La siccità prolungata, combinata con gli scarsi controlli sugli sversamenti da parte di industrie e famiglie, sta creando una moria di pesci lungo il corso d’acqua mediorientale
L’inquinamento crescente e l’aumento di salinità delle acque, dovuto alla carenza di risorse idriche, sta provocando una vera e propria catastrofe ambientale nel fiume Tigri. Le autorità irachene segnalano una moria di pesci come raramente si era visto in passato.

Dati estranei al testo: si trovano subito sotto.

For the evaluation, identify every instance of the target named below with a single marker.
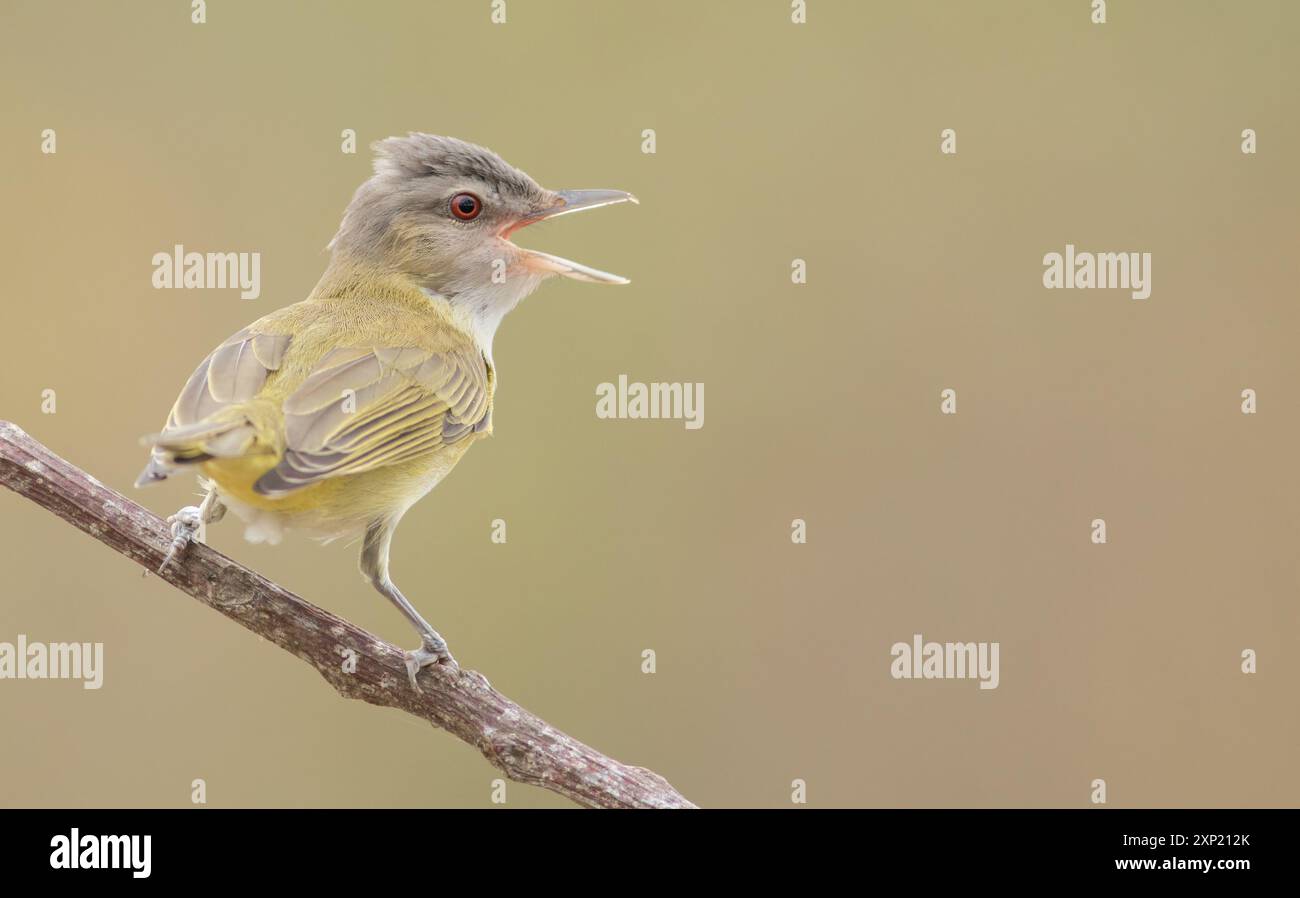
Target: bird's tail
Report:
(178, 447)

In particolare, secondo quanto riportato dai media locali, la carenza d’acqua dolce, sta portando a “una diminuzione dell’ossigeno e a un aumento del tasso di salinità e, dunque dell’acidità dell’acqua, uccidendo milioni di pesce. Con ricadute dirette per le popolazioni locali, che si nutrono in prevalenza proprio di pesci. Non solo: intorno al Tigri si è creata una vera e propria filiera, dai pescatori ai venditori di ghiaccio, dai meccanici dei motori di barche ai camionisti, dai commercianti all’ingrosso a quelli al dettaglio, fino agli allevatori di bestiame. Il Paese mediorientale, tra i principali produttori di petrolio, è il quinto al mondo più vulnerabile ai cambiamenti climatici, secondo uno studio realizzato dall’Onu.
La desertificazione interessa il 39% del territorio nazionale e il 54% della superficie agricola. La situazione è aggravata, poi, dagli scarsi controlli sulle attività industriali, agricole e domestiche, con enormi quantità di rifiuti riversati nelle acque, che uccidono pesci e altri organismi acquatici.